Single by Russ featuring Capella Grey
- Released: September 24, 2021
- Length: 1:57
- Label: Russ My Way
- Songwriters: Russell Vitale; Curtis Jackson II; Ramon Ibanga Jr.; Leon Tiepold; Huynh Thi Nguyen;
- Producers: Illmind; Tiepold; Nguyen;

Russ singles chronology
| "When This Was All New" (2021) | "Seduce" (2021) | "Losin Control, Pt. 2" (2021) |

Capella Grey singles chronology
| "Find My Way 2 U" (2021) | "Seduce" (2021) | "Gyalis (Remix)" (2021) |

Music video
- "Seduce" on YouTube

= Seduce (song) =

2021 single by Russ featuring Capella Grey

"Seduce" is a song by American rapper Russ featuring American singer Capella Grey and additional vocals from singer Tamae.

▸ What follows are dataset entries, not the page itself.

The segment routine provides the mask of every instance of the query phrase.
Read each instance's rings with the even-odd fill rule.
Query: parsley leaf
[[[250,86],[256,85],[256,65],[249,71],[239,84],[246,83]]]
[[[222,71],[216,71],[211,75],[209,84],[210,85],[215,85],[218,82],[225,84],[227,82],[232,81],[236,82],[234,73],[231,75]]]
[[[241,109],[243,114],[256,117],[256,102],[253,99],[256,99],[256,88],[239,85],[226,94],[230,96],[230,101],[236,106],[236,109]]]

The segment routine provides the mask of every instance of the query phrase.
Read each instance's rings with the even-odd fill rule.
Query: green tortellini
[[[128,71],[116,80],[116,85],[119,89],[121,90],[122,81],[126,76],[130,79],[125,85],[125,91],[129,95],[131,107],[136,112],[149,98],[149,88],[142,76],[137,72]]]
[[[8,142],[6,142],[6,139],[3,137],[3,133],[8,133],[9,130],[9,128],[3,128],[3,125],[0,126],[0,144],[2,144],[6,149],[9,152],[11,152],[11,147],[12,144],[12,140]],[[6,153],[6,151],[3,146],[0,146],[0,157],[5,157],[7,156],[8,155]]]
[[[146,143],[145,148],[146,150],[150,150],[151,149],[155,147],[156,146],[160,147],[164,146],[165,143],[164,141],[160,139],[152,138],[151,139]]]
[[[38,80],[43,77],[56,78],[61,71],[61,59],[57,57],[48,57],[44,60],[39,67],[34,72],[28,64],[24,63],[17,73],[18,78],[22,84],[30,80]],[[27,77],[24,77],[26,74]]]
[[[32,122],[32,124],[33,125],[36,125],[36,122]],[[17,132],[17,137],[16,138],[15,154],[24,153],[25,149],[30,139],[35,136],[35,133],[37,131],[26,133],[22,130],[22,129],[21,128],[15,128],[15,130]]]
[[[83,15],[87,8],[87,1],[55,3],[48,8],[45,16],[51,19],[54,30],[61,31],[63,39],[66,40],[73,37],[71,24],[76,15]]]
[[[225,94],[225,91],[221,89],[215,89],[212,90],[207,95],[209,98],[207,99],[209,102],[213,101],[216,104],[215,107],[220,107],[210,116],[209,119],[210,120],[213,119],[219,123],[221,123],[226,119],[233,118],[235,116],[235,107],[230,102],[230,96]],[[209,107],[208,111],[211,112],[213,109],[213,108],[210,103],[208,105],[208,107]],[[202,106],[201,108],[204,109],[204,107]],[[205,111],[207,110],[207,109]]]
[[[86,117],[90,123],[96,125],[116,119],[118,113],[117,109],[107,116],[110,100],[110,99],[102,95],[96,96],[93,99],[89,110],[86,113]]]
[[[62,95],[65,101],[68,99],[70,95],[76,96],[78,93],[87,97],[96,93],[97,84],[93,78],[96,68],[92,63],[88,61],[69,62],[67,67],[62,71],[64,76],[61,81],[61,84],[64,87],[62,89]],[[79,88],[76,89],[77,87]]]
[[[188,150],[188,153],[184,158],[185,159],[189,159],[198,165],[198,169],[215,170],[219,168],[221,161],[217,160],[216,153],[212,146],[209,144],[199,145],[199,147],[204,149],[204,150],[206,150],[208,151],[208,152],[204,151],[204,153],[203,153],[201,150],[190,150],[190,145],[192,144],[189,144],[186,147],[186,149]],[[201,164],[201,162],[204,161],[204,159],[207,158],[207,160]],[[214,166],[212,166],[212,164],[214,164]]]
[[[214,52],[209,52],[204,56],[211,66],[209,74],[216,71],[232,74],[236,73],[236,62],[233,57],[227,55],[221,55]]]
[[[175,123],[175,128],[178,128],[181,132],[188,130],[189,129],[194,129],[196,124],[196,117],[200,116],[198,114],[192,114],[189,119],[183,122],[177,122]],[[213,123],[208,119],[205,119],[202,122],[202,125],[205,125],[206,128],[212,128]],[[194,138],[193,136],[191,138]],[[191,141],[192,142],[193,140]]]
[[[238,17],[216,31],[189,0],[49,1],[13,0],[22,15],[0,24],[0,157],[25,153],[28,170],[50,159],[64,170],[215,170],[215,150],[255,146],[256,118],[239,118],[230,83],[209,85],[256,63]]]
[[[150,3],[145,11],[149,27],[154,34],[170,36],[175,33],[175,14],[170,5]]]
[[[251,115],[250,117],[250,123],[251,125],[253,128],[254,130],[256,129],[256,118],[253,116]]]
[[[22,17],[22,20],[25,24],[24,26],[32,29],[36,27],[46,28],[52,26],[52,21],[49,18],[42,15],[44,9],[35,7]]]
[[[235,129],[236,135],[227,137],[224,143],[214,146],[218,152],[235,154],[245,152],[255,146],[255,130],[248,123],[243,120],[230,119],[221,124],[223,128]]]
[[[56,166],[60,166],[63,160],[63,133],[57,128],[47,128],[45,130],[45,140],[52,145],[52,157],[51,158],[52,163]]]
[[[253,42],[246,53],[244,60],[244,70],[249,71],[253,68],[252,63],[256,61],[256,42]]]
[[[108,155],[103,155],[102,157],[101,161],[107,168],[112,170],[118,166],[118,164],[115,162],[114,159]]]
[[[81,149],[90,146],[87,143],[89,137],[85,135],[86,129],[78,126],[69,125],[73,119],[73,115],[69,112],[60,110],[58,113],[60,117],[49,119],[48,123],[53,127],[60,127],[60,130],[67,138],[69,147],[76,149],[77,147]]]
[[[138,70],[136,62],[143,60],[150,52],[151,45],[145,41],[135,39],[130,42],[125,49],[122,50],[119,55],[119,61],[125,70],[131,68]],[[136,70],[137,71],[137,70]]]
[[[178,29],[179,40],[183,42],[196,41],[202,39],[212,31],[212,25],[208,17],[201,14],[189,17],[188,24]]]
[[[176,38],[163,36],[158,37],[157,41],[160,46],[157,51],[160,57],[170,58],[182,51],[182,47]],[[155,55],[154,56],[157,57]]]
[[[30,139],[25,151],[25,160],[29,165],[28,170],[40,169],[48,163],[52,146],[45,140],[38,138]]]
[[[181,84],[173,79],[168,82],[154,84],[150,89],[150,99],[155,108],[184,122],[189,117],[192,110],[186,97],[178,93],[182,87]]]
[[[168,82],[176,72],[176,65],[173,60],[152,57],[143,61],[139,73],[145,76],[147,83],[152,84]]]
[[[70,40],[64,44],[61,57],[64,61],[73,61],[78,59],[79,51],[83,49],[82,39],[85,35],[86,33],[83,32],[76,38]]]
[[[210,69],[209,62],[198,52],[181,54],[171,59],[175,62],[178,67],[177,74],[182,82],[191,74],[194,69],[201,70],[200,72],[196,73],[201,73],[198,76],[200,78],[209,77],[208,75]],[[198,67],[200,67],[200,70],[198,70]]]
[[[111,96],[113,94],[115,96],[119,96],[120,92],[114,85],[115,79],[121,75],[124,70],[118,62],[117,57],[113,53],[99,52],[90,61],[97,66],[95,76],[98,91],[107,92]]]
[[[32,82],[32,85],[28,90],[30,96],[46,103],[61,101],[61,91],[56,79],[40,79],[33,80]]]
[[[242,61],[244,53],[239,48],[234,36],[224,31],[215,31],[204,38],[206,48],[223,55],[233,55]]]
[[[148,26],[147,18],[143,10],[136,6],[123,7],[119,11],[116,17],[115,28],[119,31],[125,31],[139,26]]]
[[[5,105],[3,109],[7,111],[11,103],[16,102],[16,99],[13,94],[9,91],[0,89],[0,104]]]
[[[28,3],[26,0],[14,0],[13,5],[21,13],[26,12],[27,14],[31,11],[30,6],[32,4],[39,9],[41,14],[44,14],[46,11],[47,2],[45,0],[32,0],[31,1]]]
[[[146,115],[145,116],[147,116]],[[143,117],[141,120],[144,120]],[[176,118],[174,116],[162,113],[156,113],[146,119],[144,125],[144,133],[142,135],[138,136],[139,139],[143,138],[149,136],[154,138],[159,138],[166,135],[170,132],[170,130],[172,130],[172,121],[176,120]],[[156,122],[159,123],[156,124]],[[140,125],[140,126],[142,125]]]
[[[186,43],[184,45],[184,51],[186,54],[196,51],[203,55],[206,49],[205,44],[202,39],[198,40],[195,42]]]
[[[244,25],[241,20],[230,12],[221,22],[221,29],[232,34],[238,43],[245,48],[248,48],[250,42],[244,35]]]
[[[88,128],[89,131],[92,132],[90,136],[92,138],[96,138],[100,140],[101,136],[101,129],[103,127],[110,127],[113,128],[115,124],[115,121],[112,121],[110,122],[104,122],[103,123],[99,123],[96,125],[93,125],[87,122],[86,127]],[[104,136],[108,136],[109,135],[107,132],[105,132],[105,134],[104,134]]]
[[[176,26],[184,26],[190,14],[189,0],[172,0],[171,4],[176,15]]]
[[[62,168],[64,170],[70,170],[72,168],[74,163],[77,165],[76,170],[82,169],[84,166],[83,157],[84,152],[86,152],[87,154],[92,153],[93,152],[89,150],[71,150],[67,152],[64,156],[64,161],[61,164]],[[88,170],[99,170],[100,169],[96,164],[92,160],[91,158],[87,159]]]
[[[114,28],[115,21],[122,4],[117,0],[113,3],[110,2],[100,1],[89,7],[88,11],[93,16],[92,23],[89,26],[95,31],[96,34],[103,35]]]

It was produced by Illmind, Leon Tiepold and Tamae.

==Content==
Russ and Capella Grey sing about their relationships with their respective lovers.

==Music video==
An official music video for the song was released on December 27, 2021.

==Charts==

Chart performance for "Seduce"
| Chart (2021) | Peak position |
|---|---|
| Canada Hot 100 (Billboard) | 79 |
| New Zealand (Recorded Music NZ) | 18 |
| US Bubbling Under Hot 100 (Billboard) | 20 |

==Certifications==

Certifications for "Seduce"
| Region | Certification | Certified units/sales |
| New Zealand (RMNZ) | Platinum | 30,000^{‡} |
| United States (RIAA) | Gold | 500,000^{‡} |
^{‡} Sales+streaming figures based on certification alone.